# Word 2003 toolbar settings



## swani30 (Dec 4, 2007)

Good Day All,

I am pulling my hair out!! And over something that seems so basic.. :laugh:

Does anyone know how to save the settings or templates in Word 2003 so that every document that I open has the same toolbar settings?? In my day to day work, I am opening docs from multiple locations, but I have my own preference as far as what toolbars I want available as a default. It seems that either Word "forgets" my settings, or the doc being opened overrides my defaults.

I've read through a lot of MS's help on their website regarding Templates, but I haven't been able to find anything relevant to what I'm trying to do.

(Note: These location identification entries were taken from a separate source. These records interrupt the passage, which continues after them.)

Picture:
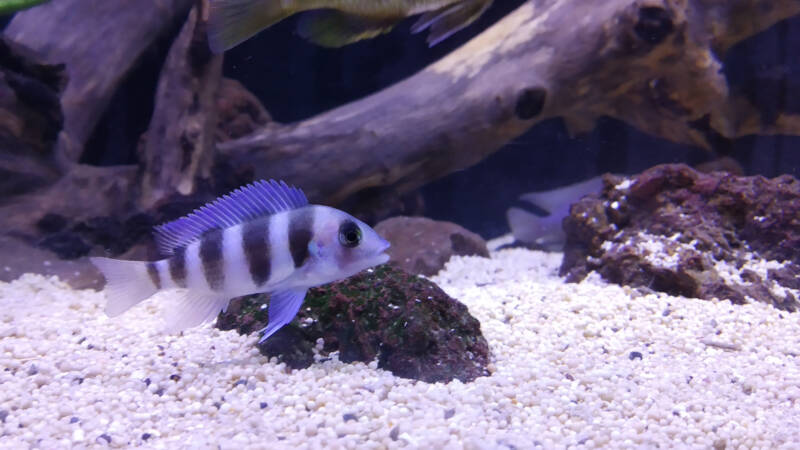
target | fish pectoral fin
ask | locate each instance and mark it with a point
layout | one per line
(193, 309)
(331, 28)
(445, 21)
(231, 22)
(283, 306)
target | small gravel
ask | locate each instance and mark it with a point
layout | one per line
(585, 365)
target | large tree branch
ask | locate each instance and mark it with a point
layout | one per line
(179, 144)
(98, 41)
(649, 63)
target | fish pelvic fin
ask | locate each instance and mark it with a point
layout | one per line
(127, 283)
(446, 21)
(283, 306)
(231, 22)
(193, 309)
(331, 28)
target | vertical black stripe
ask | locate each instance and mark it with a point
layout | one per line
(255, 243)
(301, 230)
(152, 270)
(177, 266)
(211, 258)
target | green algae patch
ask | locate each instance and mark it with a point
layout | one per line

Thanks so much!! If I can get this figured out, maybe my hair will start to grow back :laugh:


----------



## yustr (Sep 27, 2004)

I'm not sure about toolbar setting but I know that its the view setting of the original document that is saved and opens regardless of what the current user wants. I would assume - in their infinite wisdon - MS has done the same for the tool bars. (It's even worse than that. Its actually the setting that were saved THE FIRST TIME that are retained. So even if the original author decides to change the view, if she's already saved a version in one view the document retains that view setting forever. The only way I've been able to get around it is to copy and paste the entire thing into a new document that is set the way I want it, then save it fresh.  )


----------



## swani30 (Dec 4, 2007)

I didn't realize Word save the view settings of the original doc. That's crazy! That might be something I can work with though. Let me see if I can figure out a work around. :smile:


----------